In order to answer to such questions are needed CS professionals.
- visualizations of graphs (molecules) and their rewrites are not needed for the formalism to work, but they are helpful for learning how to use it. Like it or not, but most of our brains process non linguistic stuff, and as you know an image is worthy a 1000 words. Finding good ways to visualize chemlambda and the various models helps learning to use it and it offers as well a bridge towards less IT sophisticated researchers, like chemists or biologists.
Help me to build a better chemlambda gui. Step by step, according to opportunistic needs of the explorers, there is no blueprint to execute here.
- as for the decentralized computing fork of the project, this is not hard to do in principle, or at least this is how it appears to this mathematician. However, in practice there are certainly ways better than others to do this.
Again CS guys are needed here. But leave at the door, please, process calculi, CRNs and other ornaments, and after that look at the body under the dress. Does the dress falls well over that body, or if not what is to be done? Ornaments are only a cheap way to trick the customer.

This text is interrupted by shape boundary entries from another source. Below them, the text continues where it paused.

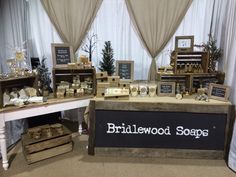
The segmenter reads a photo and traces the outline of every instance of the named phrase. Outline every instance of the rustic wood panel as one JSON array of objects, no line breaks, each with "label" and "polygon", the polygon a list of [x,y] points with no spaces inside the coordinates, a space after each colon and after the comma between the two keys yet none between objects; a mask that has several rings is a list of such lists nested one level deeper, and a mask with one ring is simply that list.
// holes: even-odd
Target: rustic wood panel
[{"label": "rustic wood panel", "polygon": [[34,163],[43,159],[47,159],[50,157],[54,157],[59,154],[63,154],[70,151],[72,151],[72,142],[68,144],[64,144],[62,146],[47,149],[44,151],[40,151],[40,152],[36,152],[32,154],[26,154],[25,157],[26,157],[27,162],[31,164],[31,163]]},{"label": "rustic wood panel", "polygon": [[96,109],[127,110],[127,111],[173,111],[193,113],[228,113],[227,104],[181,104],[158,102],[132,102],[132,101],[96,101]]},{"label": "rustic wood panel", "polygon": [[48,140],[48,141],[42,141],[42,142],[39,142],[39,143],[36,143],[36,144],[26,145],[25,146],[25,151],[26,151],[27,154],[34,153],[34,152],[37,152],[37,151],[42,151],[42,150],[45,150],[45,149],[57,147],[57,146],[69,143],[71,141],[72,141],[71,135],[67,135],[67,136],[51,139],[51,140]]},{"label": "rustic wood panel", "polygon": [[223,159],[223,151],[154,148],[95,148],[98,156]]}]

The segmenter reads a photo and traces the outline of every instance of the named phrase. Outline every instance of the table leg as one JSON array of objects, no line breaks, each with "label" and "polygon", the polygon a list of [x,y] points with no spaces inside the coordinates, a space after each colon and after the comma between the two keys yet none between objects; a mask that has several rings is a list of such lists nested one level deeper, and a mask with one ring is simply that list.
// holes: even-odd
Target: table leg
[{"label": "table leg", "polygon": [[1,146],[1,154],[2,154],[2,166],[4,170],[8,169],[8,159],[7,159],[7,143],[6,143],[6,133],[5,133],[5,125],[0,125],[0,146]]}]

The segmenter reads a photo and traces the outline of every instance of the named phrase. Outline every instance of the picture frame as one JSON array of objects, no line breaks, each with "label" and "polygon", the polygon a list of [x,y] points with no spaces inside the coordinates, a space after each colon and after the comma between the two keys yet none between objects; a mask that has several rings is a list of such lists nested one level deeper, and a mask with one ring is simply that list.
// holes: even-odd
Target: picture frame
[{"label": "picture frame", "polygon": [[116,75],[120,76],[121,81],[132,82],[134,80],[134,61],[117,60]]},{"label": "picture frame", "polygon": [[54,68],[67,67],[68,63],[74,62],[73,47],[69,44],[52,43],[51,49]]},{"label": "picture frame", "polygon": [[176,36],[175,51],[192,52],[194,45],[194,36]]},{"label": "picture frame", "polygon": [[175,96],[175,82],[158,82],[158,96]]},{"label": "picture frame", "polygon": [[209,84],[208,97],[219,101],[227,102],[229,100],[230,87],[221,84]]}]

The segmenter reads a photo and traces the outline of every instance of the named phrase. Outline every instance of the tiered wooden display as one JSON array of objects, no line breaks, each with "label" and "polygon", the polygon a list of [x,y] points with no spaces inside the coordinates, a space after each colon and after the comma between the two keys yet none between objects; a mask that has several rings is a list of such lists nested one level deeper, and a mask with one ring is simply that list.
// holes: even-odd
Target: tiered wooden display
[{"label": "tiered wooden display", "polygon": [[208,72],[209,54],[207,52],[177,52],[171,54],[173,73],[159,72],[158,81],[171,81],[183,85],[190,94],[194,93],[200,84],[224,82],[224,73]]},{"label": "tiered wooden display", "polygon": [[38,90],[38,78],[37,76],[24,76],[8,79],[0,79],[0,108],[3,108],[3,93],[12,88],[22,89],[24,87],[33,87]]},{"label": "tiered wooden display", "polygon": [[22,135],[22,146],[28,164],[72,150],[71,132],[61,124],[44,125]]},{"label": "tiered wooden display", "polygon": [[[129,83],[121,82],[120,76],[108,76],[107,72],[100,72],[96,74],[96,80],[96,97],[104,97],[105,99],[129,99],[129,93],[127,94],[125,92],[125,89],[129,88]],[[105,93],[106,89],[110,89],[109,93]]]},{"label": "tiered wooden display", "polygon": [[56,97],[56,90],[57,86],[61,81],[67,81],[69,83],[73,82],[74,76],[79,76],[80,82],[83,82],[86,78],[90,77],[92,79],[92,87],[93,91],[90,94],[91,96],[94,96],[96,93],[96,79],[95,74],[96,71],[94,68],[88,68],[88,69],[78,69],[78,68],[53,68],[53,93],[54,97]]}]

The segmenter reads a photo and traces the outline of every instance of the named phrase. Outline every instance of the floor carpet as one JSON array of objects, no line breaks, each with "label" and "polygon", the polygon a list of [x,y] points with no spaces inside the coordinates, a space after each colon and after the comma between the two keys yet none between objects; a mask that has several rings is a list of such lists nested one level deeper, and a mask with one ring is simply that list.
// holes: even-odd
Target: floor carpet
[{"label": "floor carpet", "polygon": [[0,177],[236,177],[224,160],[102,157],[87,154],[87,136],[74,136],[72,152],[27,165],[19,142]]}]

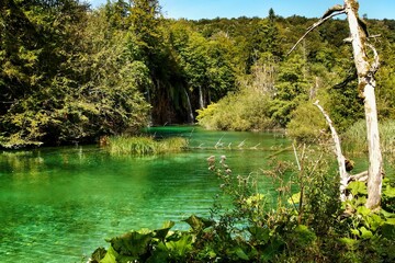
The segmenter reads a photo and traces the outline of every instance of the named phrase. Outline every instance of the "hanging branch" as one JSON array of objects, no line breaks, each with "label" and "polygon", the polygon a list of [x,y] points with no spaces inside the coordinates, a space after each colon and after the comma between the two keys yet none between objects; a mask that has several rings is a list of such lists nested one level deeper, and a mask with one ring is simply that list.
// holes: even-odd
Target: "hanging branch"
[{"label": "hanging branch", "polygon": [[316,23],[314,23],[311,27],[307,28],[306,33],[304,33],[304,35],[296,42],[296,44],[291,48],[291,50],[286,54],[286,56],[289,56],[291,53],[293,53],[293,50],[295,50],[295,48],[297,47],[297,45],[312,32],[314,31],[316,27],[318,27],[319,25],[321,25],[323,23],[325,23],[327,20],[330,20],[331,18],[339,15],[339,14],[343,14],[346,13],[346,10],[342,5],[337,4],[330,9],[328,9],[328,11],[325,12],[325,14],[320,18],[320,20]]},{"label": "hanging branch", "polygon": [[374,48],[373,45],[366,43],[366,46],[368,46],[370,49],[372,49],[372,52],[373,52],[374,61],[372,62],[371,68],[370,68],[369,71],[374,75],[375,72],[377,72],[377,70],[379,70],[379,68],[380,68],[379,54],[377,54],[377,50]]},{"label": "hanging branch", "polygon": [[338,161],[338,165],[339,165],[339,173],[340,173],[340,199],[341,201],[346,201],[346,188],[349,182],[349,174],[346,171],[346,158],[341,152],[341,144],[340,144],[340,138],[338,136],[338,134],[336,133],[335,126],[329,117],[329,115],[325,112],[324,107],[321,105],[319,105],[319,101],[317,100],[314,105],[316,105],[319,111],[323,113],[323,115],[325,116],[325,119],[327,122],[327,124],[329,125],[330,128],[330,133],[334,139],[334,144],[335,144],[335,153],[337,157],[337,161]]}]

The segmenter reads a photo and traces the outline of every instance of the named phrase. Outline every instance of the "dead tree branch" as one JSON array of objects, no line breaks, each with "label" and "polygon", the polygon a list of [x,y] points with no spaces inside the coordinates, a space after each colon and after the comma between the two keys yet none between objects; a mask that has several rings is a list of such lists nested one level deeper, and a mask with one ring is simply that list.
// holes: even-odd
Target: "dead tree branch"
[{"label": "dead tree branch", "polygon": [[320,20],[316,23],[314,23],[312,26],[309,26],[306,31],[306,33],[304,33],[304,35],[296,42],[296,44],[291,48],[291,50],[286,54],[286,56],[289,56],[291,53],[293,53],[293,50],[295,50],[295,48],[297,47],[297,45],[312,32],[314,31],[316,27],[318,27],[319,25],[321,25],[323,23],[325,23],[327,20],[330,20],[331,18],[339,15],[339,14],[343,14],[346,13],[346,10],[343,7],[337,4],[330,9],[328,9],[328,11],[325,12],[325,14],[323,15],[323,18],[320,18]]},{"label": "dead tree branch", "polygon": [[329,115],[325,112],[324,107],[321,105],[319,105],[319,101],[317,100],[314,105],[316,105],[318,107],[318,110],[323,113],[329,128],[330,128],[330,133],[334,139],[334,145],[335,145],[335,153],[337,157],[337,161],[338,161],[338,165],[339,165],[339,173],[340,173],[340,199],[341,201],[346,201],[347,196],[346,196],[346,188],[349,182],[349,174],[346,171],[346,158],[341,152],[341,144],[340,144],[340,138],[335,129],[335,126],[329,117]]}]

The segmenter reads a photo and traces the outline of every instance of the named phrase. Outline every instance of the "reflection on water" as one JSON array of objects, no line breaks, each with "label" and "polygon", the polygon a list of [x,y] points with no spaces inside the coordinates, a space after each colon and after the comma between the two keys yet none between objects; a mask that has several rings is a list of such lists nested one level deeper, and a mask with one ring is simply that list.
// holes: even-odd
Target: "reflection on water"
[{"label": "reflection on water", "polygon": [[[207,216],[218,192],[208,156],[226,155],[235,173],[250,174],[289,144],[270,134],[150,132],[182,133],[194,148],[143,158],[112,157],[94,146],[0,153],[1,262],[81,262],[106,245],[104,238],[131,229],[158,228],[166,220],[187,228],[180,220]],[[263,193],[274,192],[270,182],[263,185]]]}]

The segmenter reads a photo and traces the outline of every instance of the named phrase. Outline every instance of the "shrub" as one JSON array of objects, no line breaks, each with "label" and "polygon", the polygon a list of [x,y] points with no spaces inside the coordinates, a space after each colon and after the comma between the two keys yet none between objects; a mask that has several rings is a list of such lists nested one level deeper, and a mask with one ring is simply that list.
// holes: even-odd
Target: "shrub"
[{"label": "shrub", "polygon": [[110,137],[108,149],[112,155],[157,155],[181,151],[187,148],[188,141],[180,137],[170,137],[155,140],[153,137]]},{"label": "shrub", "polygon": [[253,90],[244,90],[199,110],[196,119],[207,129],[264,130],[274,127],[268,116],[268,107],[267,95]]}]

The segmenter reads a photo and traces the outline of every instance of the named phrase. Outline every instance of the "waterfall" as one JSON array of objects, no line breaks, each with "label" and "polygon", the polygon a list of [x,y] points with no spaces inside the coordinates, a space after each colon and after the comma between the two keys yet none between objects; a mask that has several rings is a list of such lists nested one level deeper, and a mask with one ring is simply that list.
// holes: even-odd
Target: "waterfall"
[{"label": "waterfall", "polygon": [[188,121],[189,121],[190,123],[193,123],[193,112],[192,112],[191,100],[190,100],[190,98],[189,98],[189,94],[188,94],[187,89],[184,89],[184,92],[185,92],[185,96],[187,96],[188,111],[189,111]]},{"label": "waterfall", "polygon": [[200,108],[204,107],[202,87],[199,87],[199,106]]}]

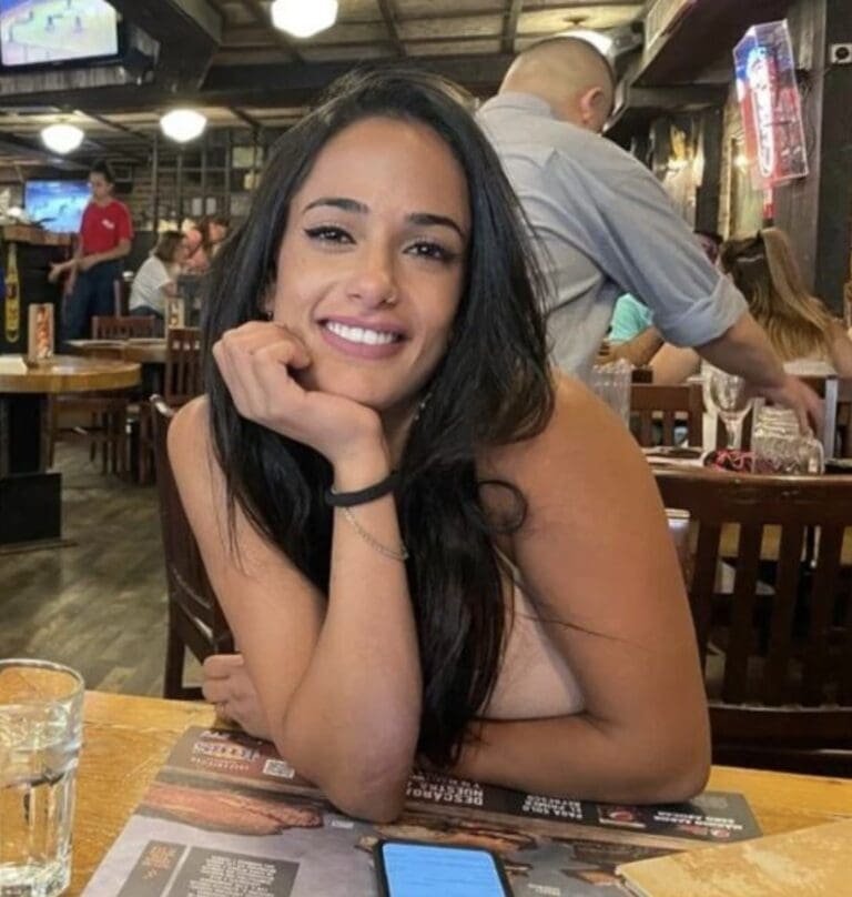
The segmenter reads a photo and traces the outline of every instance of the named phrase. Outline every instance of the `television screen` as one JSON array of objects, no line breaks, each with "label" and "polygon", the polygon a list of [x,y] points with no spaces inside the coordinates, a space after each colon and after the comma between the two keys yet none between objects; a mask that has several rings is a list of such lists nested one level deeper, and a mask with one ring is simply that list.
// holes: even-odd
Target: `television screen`
[{"label": "television screen", "polygon": [[0,0],[0,61],[38,65],[115,56],[115,10],[105,0]]},{"label": "television screen", "polygon": [[88,181],[27,181],[23,189],[30,220],[49,231],[79,231],[90,196]]}]

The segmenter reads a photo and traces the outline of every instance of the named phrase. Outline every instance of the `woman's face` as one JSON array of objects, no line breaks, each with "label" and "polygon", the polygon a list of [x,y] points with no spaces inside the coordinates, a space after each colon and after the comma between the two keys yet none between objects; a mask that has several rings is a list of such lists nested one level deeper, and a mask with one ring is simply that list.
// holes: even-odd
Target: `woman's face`
[{"label": "woman's face", "polygon": [[227,228],[224,224],[211,221],[207,225],[207,233],[210,234],[211,243],[221,243],[227,236]]},{"label": "woman's face", "polygon": [[112,195],[112,184],[98,171],[89,174],[89,189],[95,202],[106,202]]},{"label": "woman's face", "polygon": [[180,243],[174,248],[172,253],[172,262],[174,264],[183,264],[190,258],[190,241],[184,236]]},{"label": "woman's face", "polygon": [[405,411],[444,356],[465,283],[467,179],[424,124],[356,122],[293,196],[271,300],[307,389]]}]

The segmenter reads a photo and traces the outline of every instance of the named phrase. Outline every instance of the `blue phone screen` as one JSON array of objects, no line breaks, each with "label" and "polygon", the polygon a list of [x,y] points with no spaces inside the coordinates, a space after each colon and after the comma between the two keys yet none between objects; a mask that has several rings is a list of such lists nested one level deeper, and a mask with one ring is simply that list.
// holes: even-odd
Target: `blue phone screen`
[{"label": "blue phone screen", "polygon": [[390,897],[504,897],[494,857],[486,850],[394,844],[382,847]]}]

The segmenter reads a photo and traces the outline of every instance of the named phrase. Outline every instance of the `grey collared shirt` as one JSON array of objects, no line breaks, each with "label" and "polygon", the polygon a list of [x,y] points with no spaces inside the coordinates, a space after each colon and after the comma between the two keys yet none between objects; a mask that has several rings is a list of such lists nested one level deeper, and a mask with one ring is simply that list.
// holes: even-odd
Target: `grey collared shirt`
[{"label": "grey collared shirt", "polygon": [[552,357],[562,370],[587,373],[621,293],[641,298],[676,345],[721,336],[747,311],[632,155],[559,121],[526,93],[495,97],[477,118],[529,220],[551,288]]}]

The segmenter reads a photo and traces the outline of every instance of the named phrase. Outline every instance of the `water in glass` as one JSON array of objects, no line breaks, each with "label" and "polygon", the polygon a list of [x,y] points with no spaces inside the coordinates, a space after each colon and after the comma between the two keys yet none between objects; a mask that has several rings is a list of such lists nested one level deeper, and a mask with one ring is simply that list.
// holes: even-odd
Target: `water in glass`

- for the real chemistry branch, real chemists are needed. This is way outside of my competences, but it may be helpful for you, the biochemist. If so, then I have something to learn as well, and maybe you’ll see that a mathematician is much more useful than only as a source of equations and correct probabilistic calculus.
Real chemists, with labs and knowledge about this are needed here! Let’s discuss less about making molecules to do boolean algebra and more about making them into embodied programs.
What do I need for the program. Money, of course. Funds. Brain time. Code. Proofs. Experiments.